Before Pax, this winter was No. 10 for snowiest winters with 43.3 inches.

Emergency rooms at the Hospital of the University of Pennsylvania reported no upticks in visits during major storms, their spokeswoman said, although a spokeswoman for Virtua hospitals in South Jersey said she's seen an increase in visits up to 50 percent on days when roads and sidewalks have been particularly icy.

According to the Centers for Disease Control and Prevention, suicide numbers actually rise during summer months, although a myth of suicide spikes during the holidays persists.

There is a type of depression associated with winter called seasonal affective disorder, and some of its symptoms - lack of energy and creativity, feeling down and an inability to control the appetite - would seem to apply to tens of thousands of people in the region right now.

"It really is a serious change in mood prompted by a change of the seasons.

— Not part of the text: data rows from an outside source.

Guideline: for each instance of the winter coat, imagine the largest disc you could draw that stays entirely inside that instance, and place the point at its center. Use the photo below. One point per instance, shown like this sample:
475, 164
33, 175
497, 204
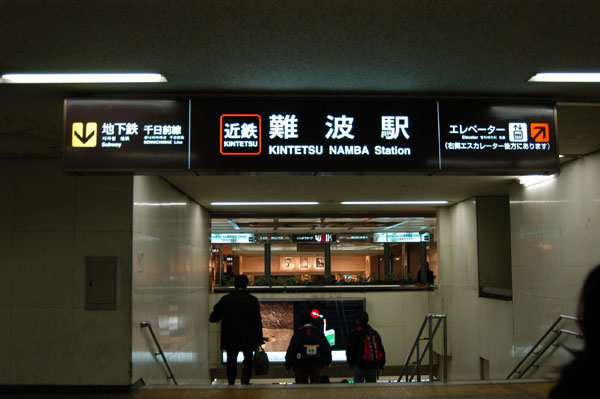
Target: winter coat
241, 325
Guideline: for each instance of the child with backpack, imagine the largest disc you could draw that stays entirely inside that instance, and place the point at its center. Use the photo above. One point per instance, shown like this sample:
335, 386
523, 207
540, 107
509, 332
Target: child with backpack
308, 352
365, 353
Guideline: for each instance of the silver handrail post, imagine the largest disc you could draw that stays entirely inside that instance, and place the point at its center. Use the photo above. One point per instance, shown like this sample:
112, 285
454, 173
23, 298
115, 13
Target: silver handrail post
428, 347
540, 353
431, 348
160, 351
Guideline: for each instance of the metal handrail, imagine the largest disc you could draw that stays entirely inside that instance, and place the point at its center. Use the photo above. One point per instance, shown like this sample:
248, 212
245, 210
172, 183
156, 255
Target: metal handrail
428, 347
160, 351
540, 353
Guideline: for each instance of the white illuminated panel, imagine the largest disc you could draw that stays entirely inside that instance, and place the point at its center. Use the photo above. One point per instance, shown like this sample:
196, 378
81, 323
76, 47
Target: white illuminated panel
401, 237
50, 78
279, 356
232, 238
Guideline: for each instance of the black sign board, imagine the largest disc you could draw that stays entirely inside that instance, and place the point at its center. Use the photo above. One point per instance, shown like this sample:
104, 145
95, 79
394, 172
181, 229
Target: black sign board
283, 135
126, 135
484, 136
314, 135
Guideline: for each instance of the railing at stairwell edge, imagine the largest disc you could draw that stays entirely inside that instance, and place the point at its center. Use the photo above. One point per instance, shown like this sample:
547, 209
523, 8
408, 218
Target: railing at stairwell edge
543, 344
160, 351
416, 371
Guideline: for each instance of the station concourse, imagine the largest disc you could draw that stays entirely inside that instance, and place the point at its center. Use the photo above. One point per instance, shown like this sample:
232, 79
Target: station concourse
330, 151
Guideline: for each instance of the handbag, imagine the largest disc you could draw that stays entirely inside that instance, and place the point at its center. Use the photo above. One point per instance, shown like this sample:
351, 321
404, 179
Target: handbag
261, 361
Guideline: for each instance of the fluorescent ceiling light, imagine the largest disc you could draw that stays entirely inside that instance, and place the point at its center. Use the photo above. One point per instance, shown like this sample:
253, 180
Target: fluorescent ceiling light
394, 202
159, 204
534, 179
25, 78
570, 77
271, 203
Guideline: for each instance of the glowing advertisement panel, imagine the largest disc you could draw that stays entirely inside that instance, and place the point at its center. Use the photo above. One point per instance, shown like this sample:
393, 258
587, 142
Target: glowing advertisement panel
337, 317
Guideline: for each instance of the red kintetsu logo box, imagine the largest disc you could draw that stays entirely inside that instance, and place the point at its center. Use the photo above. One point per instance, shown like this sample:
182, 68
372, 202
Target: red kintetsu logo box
240, 134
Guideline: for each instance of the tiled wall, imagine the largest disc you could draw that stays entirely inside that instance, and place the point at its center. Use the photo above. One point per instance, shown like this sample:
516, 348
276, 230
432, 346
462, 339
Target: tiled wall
555, 242
170, 283
49, 223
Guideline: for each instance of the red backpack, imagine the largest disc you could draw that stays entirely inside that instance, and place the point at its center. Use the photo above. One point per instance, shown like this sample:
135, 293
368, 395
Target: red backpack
372, 347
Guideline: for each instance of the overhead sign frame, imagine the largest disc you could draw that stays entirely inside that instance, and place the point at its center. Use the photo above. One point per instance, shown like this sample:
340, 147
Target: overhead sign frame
328, 135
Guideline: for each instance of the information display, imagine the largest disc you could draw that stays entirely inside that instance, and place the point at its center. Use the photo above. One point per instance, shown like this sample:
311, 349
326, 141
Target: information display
126, 135
313, 135
497, 136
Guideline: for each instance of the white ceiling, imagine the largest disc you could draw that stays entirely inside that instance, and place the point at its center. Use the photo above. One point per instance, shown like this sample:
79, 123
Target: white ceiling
416, 48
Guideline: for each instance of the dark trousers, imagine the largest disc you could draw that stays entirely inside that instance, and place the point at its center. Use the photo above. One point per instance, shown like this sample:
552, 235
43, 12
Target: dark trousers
232, 354
306, 374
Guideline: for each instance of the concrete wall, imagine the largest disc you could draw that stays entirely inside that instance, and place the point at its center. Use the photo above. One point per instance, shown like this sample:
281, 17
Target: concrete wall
49, 223
555, 227
555, 243
170, 282
477, 327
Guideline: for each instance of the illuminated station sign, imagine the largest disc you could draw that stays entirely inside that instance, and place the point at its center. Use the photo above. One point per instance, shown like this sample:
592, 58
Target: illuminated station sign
322, 134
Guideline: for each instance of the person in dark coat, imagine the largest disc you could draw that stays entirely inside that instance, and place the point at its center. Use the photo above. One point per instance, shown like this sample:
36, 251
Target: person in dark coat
364, 370
578, 378
241, 328
308, 352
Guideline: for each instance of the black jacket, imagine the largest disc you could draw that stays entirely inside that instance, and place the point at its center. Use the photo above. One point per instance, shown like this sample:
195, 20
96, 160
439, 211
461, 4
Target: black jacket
242, 324
299, 339
356, 345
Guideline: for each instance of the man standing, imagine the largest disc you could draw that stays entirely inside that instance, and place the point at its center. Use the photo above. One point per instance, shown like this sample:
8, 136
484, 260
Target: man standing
365, 353
241, 328
307, 352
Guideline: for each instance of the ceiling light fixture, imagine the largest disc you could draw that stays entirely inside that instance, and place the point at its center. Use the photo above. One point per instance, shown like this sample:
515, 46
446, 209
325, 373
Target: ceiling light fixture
530, 180
49, 78
566, 77
394, 202
267, 203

It can happen in the summertime, too," said Dr. Jennifer Caudle.

Although, if one has to look on the bright side of blizzards, there's often a reported increase in babies born nine months after major storms, so some people are trying to make the best of it.

Philadelphia will defrost, maybe in a month or so, and we will feel normal again, complaining about humidity and Shore traffic.

This frigid winter is not a sign that global warming is a hoax, experts said, but since we're so closely focused on our own weather here, it's easy to buy into the skepticism.

"You can't look at just one winter in one location. If you go out west, they've one of the warmest Januarys in a long time," said Jeff Masters, director of meteorology at Weather Underground.

Going out west or down south is exactly what some locals have in mind.

"Oh, yeah, I'm going to Florida," said Deborah Porter-Jones, a massage therapist from Wyncote. "I've got four more years till my daughter is out of school and then I'm out of this madness. I need the sun."